The chart below illustrates this difference. It shows the average 529 age-adjusted portfolio's glide path and the average glide path for "to" and "through" target-date funds. "To" target-date glide paths provide a changing allocation only up to the date of retirement, whereas "through" target-date glide paths continue changing the allocation well into retirement. The average 529 glide path currently has an allocation to equities of just 14% at its target event--when the beneficiary reaches age 18 and is most likely to start college. For the typical target-date fund, the allocation to equities is much higher at the target event. The average "to" target-date fund's glide path has an equity allocation of 35% at that point while the average "through" target-date glide path is 48%. Again, this is because the money in a target-date fund usually has to last through decades of retirement but also because new retirees have more time to ride out market volatility.

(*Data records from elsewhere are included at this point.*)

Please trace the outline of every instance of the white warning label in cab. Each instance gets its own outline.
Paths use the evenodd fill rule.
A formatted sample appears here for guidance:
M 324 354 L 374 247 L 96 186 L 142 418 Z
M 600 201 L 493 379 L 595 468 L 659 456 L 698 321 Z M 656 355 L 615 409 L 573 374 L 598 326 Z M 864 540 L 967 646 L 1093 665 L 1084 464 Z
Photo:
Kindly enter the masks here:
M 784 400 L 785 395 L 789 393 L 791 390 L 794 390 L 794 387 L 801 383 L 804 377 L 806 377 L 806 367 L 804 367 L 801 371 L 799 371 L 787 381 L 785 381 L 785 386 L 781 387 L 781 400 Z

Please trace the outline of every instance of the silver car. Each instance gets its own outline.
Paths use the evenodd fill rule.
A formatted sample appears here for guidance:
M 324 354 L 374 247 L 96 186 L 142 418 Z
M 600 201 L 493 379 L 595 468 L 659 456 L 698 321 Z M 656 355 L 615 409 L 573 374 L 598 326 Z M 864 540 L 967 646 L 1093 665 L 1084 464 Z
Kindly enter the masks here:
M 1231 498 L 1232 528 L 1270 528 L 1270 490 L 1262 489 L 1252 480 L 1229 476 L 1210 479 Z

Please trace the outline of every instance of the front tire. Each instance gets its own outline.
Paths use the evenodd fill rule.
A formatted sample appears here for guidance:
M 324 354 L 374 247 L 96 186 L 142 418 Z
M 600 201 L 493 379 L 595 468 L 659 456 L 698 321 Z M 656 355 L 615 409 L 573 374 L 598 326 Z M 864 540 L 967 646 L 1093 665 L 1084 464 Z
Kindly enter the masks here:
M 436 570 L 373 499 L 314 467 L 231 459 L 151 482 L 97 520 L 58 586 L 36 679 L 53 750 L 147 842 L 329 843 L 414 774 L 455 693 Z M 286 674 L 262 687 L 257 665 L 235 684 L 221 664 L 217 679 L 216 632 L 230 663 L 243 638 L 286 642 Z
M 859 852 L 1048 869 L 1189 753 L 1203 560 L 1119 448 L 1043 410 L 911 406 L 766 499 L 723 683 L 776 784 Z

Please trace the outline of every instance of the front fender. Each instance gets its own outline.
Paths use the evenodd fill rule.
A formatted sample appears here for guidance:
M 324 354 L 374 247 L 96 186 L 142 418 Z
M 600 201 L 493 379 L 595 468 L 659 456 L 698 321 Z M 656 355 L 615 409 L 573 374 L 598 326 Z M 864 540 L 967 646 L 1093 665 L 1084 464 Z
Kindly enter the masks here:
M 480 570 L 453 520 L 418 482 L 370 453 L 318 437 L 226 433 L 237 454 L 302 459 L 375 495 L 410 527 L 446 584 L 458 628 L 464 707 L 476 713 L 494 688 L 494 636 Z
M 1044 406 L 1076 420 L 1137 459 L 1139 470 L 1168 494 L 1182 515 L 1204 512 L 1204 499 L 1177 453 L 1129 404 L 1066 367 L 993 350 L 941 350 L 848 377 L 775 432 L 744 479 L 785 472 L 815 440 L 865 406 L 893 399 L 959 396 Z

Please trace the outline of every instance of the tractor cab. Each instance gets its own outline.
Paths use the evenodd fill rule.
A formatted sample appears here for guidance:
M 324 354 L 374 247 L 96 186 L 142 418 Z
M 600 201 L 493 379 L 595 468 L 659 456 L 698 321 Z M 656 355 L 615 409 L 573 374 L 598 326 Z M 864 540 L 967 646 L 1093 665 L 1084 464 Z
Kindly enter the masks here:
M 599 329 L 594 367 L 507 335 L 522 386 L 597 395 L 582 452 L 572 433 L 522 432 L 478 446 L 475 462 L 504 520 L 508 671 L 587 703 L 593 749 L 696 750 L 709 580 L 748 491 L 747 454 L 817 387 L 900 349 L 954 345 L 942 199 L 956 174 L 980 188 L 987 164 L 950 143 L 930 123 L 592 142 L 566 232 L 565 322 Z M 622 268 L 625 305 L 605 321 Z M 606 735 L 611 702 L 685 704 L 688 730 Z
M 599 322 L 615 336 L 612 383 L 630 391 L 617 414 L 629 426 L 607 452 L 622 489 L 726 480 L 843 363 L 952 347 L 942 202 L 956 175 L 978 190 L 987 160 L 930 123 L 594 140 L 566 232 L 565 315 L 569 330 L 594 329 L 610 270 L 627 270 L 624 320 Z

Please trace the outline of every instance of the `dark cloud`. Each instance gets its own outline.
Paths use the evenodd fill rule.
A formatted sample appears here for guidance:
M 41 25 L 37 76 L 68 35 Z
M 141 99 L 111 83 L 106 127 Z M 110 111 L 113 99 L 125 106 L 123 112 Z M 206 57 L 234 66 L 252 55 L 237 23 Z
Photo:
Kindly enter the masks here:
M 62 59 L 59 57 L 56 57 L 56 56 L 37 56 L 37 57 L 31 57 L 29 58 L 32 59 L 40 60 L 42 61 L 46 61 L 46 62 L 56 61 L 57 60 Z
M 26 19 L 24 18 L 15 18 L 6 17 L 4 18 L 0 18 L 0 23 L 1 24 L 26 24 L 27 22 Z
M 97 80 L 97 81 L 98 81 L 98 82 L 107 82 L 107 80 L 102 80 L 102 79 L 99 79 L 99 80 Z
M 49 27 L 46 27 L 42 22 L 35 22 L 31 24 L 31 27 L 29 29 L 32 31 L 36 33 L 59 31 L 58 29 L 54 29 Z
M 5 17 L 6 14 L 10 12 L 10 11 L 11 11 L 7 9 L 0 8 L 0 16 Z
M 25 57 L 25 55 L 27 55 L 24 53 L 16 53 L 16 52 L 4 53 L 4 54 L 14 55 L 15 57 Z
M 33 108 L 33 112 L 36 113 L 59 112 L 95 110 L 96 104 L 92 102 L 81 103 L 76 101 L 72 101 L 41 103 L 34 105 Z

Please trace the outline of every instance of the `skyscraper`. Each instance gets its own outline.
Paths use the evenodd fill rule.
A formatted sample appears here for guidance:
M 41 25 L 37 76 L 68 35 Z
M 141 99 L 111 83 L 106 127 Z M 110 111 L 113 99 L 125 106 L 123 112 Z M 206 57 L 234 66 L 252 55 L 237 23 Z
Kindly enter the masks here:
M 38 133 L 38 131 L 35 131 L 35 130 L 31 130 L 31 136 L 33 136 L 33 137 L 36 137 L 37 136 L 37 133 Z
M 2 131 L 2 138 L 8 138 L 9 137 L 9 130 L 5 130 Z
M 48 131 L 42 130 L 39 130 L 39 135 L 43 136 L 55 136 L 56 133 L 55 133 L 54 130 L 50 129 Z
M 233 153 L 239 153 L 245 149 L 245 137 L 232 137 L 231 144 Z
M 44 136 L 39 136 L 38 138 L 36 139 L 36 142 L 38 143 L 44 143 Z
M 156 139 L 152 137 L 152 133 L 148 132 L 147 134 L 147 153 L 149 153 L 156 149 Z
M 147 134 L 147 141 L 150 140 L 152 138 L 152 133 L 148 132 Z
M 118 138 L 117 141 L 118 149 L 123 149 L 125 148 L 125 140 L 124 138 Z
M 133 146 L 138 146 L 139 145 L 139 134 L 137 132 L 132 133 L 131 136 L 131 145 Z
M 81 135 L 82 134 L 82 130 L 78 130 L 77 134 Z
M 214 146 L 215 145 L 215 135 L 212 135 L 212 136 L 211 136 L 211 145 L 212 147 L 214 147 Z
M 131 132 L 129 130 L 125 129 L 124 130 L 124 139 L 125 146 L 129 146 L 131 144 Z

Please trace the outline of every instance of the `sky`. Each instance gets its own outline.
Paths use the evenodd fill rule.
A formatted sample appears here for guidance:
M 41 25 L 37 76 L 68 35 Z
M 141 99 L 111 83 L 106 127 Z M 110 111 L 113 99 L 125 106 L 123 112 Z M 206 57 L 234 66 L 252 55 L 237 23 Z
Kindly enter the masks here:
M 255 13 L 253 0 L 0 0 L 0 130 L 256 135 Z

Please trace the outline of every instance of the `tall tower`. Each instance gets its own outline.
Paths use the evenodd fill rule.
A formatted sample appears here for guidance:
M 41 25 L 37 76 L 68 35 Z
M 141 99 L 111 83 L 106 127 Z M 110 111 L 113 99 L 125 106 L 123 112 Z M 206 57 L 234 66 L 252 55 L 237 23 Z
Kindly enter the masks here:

Using a target-date fund to save for college means that you risk being overallocated to equities just when the money is needed, with little time to recover should a major market sell-off occur. As a result, managing a college-savings portfolio inside a Roth IRA requires a far more hands-on approach compared with using an age-based 529 account, which wins points for its ease of use.
Financial aid implications: One final problem with using a Roth IRA to help pay for college involves financial aid. Although retirement accounts are not counted as assets in need-based financial aid calculations, distributions from them--even if taken from Roth contributions only--are counted as income the year after they are taken. (This is true whether the Roth is held in the parent's name or the student's.) So unless taking a distribution during the student's final year in school, when financial aid the following year is no longer an issue, this strategy could hurt financial aid eligibility. Assets in 529 plans also count against financial aid; however, they are counted as assets, which have a lower impact on financial aid than income does.
Saving for college through a Roth IRA might make sense in some cases. But generally you're best off using the account for what it is intended for--saving for retirement. Should you need the money to help pay for college expenses at some point, it's nice to know it's available. But as a primary college-savings vehicle, it clearly has its drawbacks.